Concepts and terms

BIGSdb

BIGSdb is the software platform - not a specific database. There are many instances of BIGSdb databases, so referring to ‘the BIGSdb’ is meaningless.

Loci

Loci are regions of the genome that are identified by similarity to a known sequence. They can be defined by DNA or peptide sequence. They are often complete coding sequences (genes), but may represent gene fragments (such as used in MLST), antigenic peptide loops, or indeed any sequence feature.

In versions of BIGSdb prior to 1.8.0, an isolate record could only have one live allele designation for a locus (inactive/pending designations could be stored within the database but were unavailable for querying or analysis purposes). Since biology is rarely so clean, and some genomes may contain more than one copy of a gene, later versions of the software allow multiple allele designations for a locus, all of which can be queried and analysed.

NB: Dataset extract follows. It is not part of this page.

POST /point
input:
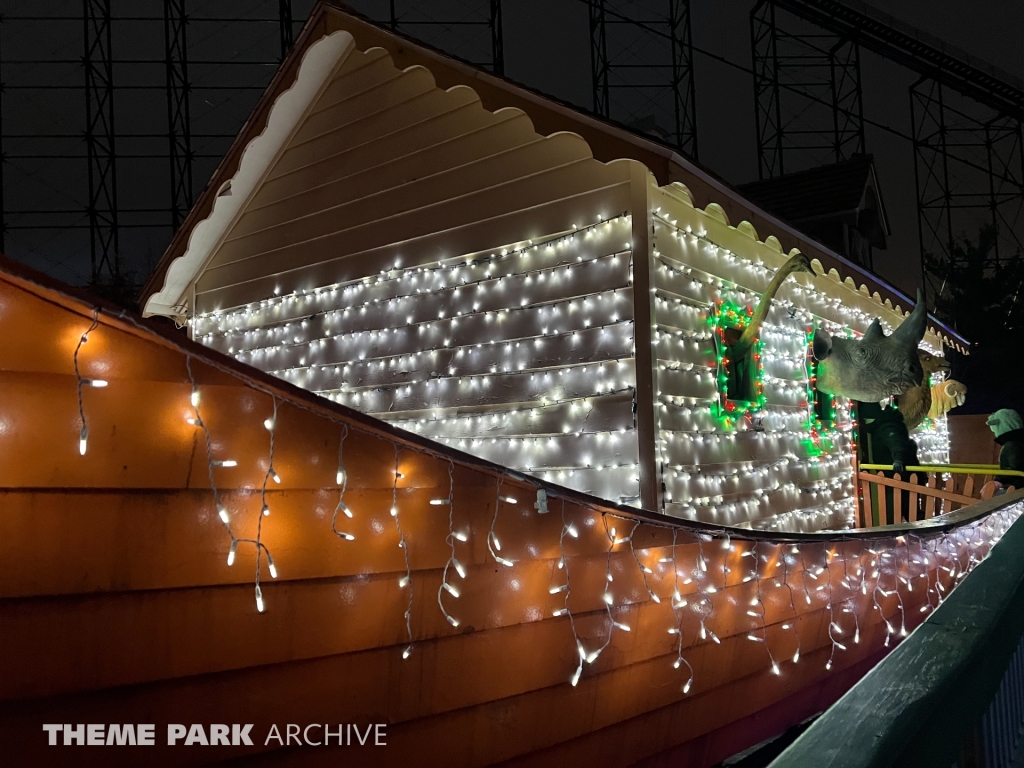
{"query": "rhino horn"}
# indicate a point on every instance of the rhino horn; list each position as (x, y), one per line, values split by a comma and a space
(911, 331)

Paralogous loci can be difficult to differentiate by sequence similarity alone. Because of this, loci can be further defined by context, where in silico PCR or hybridization reactions can be performed to filter the genome to specific regions based on sequence external to the locus.

Alleles

Alleles are instances of loci. Every unique sequence, either DNA or peptide depending on the locus, is defined as a new allele and these are defined in a sequence definition database, where they are given an allele identifier. These identifiers are usually integers, but can be text strings. Allele identifiers in text format can be constrained by length and formatting.

When a specific allele of a locus is identified within the sequence data of an isolate record, the allele designation, i.e. identifier, is associated with the isolate record. This efficiently stores the sequence variation found within an isolate. Two isolates with the same allele designation for a locus have identical sequences at that locus. Once the sequence variation within a genome has been reduced to a series of allele designations, genomes can be efficiently compared by identifying which loci vary between them.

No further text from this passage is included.